Conclusions des Experts Engagés
Cependant, la laitance provenant de l’Usine d’Électrodes et de Ferroalliages de Šibenik (TEF) n’a pas seulement été analysée par des experts engagés par Kemokop ou lors des inspections de l’Inspection d’État. Bien qu’elle soit classée comme non dangereuse en Croatie, cela ne signifie pas qu’elle ne soit pas dangereuse, donc elle pourrait être le déchet de Schrödinger, qui est simultanément non dangereux, selon la réglementation et les analyses que suit l’observateur.
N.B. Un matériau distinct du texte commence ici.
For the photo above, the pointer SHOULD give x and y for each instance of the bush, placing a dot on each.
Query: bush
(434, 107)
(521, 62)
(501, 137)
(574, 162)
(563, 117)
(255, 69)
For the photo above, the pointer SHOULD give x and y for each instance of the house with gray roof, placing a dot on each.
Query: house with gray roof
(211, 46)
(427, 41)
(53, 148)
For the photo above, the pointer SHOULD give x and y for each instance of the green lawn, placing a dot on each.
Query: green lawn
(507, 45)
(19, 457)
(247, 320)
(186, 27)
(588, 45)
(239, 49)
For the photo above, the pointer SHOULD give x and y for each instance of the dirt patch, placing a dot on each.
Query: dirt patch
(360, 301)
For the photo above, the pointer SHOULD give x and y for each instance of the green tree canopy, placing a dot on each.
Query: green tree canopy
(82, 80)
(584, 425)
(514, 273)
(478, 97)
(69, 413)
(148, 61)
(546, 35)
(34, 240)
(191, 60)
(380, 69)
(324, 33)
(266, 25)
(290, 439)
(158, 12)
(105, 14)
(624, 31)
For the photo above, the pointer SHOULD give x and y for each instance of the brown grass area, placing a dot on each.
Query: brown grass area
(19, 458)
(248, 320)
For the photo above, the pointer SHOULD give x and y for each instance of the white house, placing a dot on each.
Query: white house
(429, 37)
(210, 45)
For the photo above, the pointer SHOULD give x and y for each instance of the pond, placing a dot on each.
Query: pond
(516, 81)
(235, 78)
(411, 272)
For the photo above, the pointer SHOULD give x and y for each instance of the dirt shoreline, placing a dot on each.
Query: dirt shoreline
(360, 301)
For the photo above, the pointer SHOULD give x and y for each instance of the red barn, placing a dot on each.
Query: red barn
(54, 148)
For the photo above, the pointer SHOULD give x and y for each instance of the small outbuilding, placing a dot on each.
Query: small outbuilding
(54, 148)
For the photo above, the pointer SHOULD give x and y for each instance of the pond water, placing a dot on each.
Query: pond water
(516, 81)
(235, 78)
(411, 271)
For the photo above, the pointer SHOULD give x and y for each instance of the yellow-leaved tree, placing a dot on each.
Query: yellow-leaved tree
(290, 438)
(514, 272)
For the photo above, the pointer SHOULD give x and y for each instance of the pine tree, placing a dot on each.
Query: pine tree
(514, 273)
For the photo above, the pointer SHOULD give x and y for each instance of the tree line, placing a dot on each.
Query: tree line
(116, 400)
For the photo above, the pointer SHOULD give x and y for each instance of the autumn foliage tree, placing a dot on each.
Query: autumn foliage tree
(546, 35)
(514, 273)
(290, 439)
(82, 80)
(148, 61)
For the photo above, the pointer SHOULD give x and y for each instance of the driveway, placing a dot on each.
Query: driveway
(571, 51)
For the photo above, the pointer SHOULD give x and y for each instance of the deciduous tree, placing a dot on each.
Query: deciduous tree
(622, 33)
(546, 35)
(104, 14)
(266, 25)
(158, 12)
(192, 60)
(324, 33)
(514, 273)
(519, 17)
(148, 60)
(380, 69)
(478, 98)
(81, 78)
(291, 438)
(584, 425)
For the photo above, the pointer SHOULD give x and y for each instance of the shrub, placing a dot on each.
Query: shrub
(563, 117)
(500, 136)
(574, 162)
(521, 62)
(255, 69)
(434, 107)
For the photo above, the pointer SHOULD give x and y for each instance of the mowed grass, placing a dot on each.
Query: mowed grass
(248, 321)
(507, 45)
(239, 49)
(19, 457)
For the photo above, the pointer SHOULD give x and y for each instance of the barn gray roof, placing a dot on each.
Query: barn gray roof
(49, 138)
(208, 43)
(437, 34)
Tout d’abord, le jugement de la Cour de l’UE dans l’affaire concernant la violation par la Croatie de l’obligation liée à l’élimination illégale de laitance à Biljana Donja a établi que la Croatie n’a pas prouvé que les déchets sont non dangereux. De plus, il a montré que la recherche de l’Institut Géologique Croate – que l’État a soumise pour démontrer que la laitance devait être considérée comme une matière première – a révélé que 18 échantillons sur 25 prélevés avaient des concentrations élevées de HAP, et il a également été déterminé que certains des échantillons avaient des niveaux de radioactivité élevés.
Des conclusions similaires ont ensuite été établies par IGH, l’Institut Ascon et Cemtra, et elles ont été incluses dans la documentation de l’appel d’offres que le Fonds de Protection de l’Environnement a annoncé pour l’élimination des déchets de laitance au site de Crno Brdo, Biljana Donja. Les analyses d’IGH et d’Ascon ont trouvé des niveaux élevés de radioactivité dans certains échantillons, mais pas au point que le matériau soit déclaré dangereux et à des niveaux qui ne sont pas considérés comme dangereux pour les humains. En ce qui concerne les HAP, la situation n’est pas si bonne. L’expertise de l’Institut Ascon a révélé que six échantillons sur 11 contenaient des niveaux de HAP allant de 20 pour cent à 24 fois supérieurs aux montants maximums autorisés par le Règlement sur les Décharges de Déchets.